Рубашка линялая, закатанные рукава, обгоревший на солнце длинный нос, донкихотская бородка с рыжиной. Пестрая шапочка, наподобие тюбетейки. Из-под нее торчат края не слишком чистой повязки. Я назвал свое имя.
– Я сразу понял, кто вы. Чужие здесь бывают нечасто, а местные в целом недоверчиво относятся к курганам. А этот овраг, – он показал рукой, – и вовсе пользуется дурной славой.
– Это из-за змея? Протесты против раскопок?
– В сущности, ерунда, – он улыбнулся. – Ругались, конечно, не раз. Даже ссора большая вышла с Гроссом.
Несколько человек прислушивались к нашему разговору. Среди них один выделялся ростом, курил – обвислые усы, широкоплечий. В стороне слышался голос Гросса, раздающего какие-то указания.
– Исторической ценности нашей работы не понимает никто. Ни местные, ни новые власти, – продолжал Сушкин. – Интересуются только, много ли золотых предметов и украшений мы нашли.
– А много?
– Да не в золоте дело! – К нам подошел Гросс. – Предметы быта бронзового века намного любопытнее! Смотрю, вы уже познакомились? Сушкин – один из немногих действительно грамотных участников партии. И один из тех, с кем вы хотели поговорить.
– Так вот, дело не в золоте! – Гросс отвлекся на находки из раскопа. –Керамическая истеклянная посуда гораздо… вот! – он поднял с расстеленной простыни глазурованную чашку, – гораздо более ценны с точки зрения науки! А рыболовные грузила, зернотерки? Удивительный источник информации!
По Гроссу выходило, что только жалкие неудачники, которым не досталось зернотерок, вынуждены удовлетвориться находками золота. Его снова кто-то отвлек. Я повернулся к Сушкину.
– Не отрицаю важность находок, керамики и остального, но выходит, что и нападать на партию было ни к чему? Ведь ценностей не везли?
– Как вам сказать… Везли ящики с хрупкими предметами, укутанными в солому. – Мирон присел на краю ямы. – Это могло навести на мысль, что внутри нечто ценное. Впрочем, кое-что из серебра было. Наборный браслет, серьги, застежка плаща. Потом еще бусины из сердолика и бирюзы. Бронзовые наконечники стрел.
– Расскажите, как вы работаете, я ведь профан.
– Все находки вносим в опись. Это вроде журнала с описанием находки и указанием места ее нахождения. Если вещь тонкой работы, делаем слепок. После упаковываем и отправляем в Ряженое. А потом в город.
– Все вместе или, может быть, особенно ценное отдельно?
– Разом! Из Ряженого приходит подвода. Если дорога непроезжая, тогда лодка. В тот день мы задержались, поехали уже в сумерки.
– Почему вышла задержка?
– Гросс что-то дописывал, просил подождать. Но ведь нас всегда сопровождают. На всякий случай. Недалеко отъехали, тут и выскочили на нас. У нас ружья есть, охотимся, но палить в сумерках не с руки, да и растерялся я, кабинетный работник, стреляю весьма средне. – Он смутился, потер ладони. – Федор, может, больше вспомнит. – Сушкин окликнул, и один из тех, что прислушивались к разговору, поправил вислые усы, подошел, протянул руку:
– Сведыня Федор.
– Нападавших вы разглядели? Может, узнали кого-то?
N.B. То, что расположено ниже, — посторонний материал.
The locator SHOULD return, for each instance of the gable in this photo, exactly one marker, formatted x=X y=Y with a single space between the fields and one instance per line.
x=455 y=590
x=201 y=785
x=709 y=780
– Да как их узнать? Лиц не рассмотреть. Они же ряженые, в мешках, кудлатые, как черти.
Мирон, подтверждая эти слова, кивнул, пробормотал, что было темно, как в преисподней, и снова полез в свою яму.
Федор Сведыня оказался толковым рассказчиком. В целом картина получалась такая. Поехали поздно, но такое бывало и раньше. Той же дорогой, что и всегда. Сейчас она все равно одна, проезжая. Сколько человек на них напали – не ясно. Вытащили из телеги и расколотили ящики. Взяли мелкие серебряные и бронзовые предметы. Прихватили несколько глиняных сосудов с росписью. Мирон Сушкин, выставив из ямы голову, как петрушечник, задумался, но сказал, что прибавить к словам Сведыни ему нечего. Накануне никто подозрительный на раскопе не крутился или не заметили.
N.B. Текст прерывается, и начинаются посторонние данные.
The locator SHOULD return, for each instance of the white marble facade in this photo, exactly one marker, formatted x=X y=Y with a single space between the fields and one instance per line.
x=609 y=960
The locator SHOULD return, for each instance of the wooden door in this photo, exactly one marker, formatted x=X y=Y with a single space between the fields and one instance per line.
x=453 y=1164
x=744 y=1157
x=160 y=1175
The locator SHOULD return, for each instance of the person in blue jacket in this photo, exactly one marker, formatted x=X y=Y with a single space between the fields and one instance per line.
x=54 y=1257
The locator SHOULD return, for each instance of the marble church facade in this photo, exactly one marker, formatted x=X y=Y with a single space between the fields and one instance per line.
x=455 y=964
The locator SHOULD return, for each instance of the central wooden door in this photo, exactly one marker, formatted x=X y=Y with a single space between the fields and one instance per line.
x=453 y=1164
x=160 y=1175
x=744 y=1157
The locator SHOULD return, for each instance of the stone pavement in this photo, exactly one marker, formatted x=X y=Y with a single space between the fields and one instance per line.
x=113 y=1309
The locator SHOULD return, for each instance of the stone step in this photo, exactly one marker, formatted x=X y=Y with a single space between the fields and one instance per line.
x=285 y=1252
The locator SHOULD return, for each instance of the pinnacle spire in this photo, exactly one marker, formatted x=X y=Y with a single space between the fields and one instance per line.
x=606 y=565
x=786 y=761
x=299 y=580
Последнее я вполне допускал: увлеченные работой энтузиасты на сиюминутные события внимание обращали не слишком. Я сказал, что хотел бы позже посмотреть описи находок.
– Они в палатке Гросса, я провожу вас. – Сведыня показал на палатку в стороне. Из ямы наконец вылез и весь Сушкин, принялся очищать инструменты.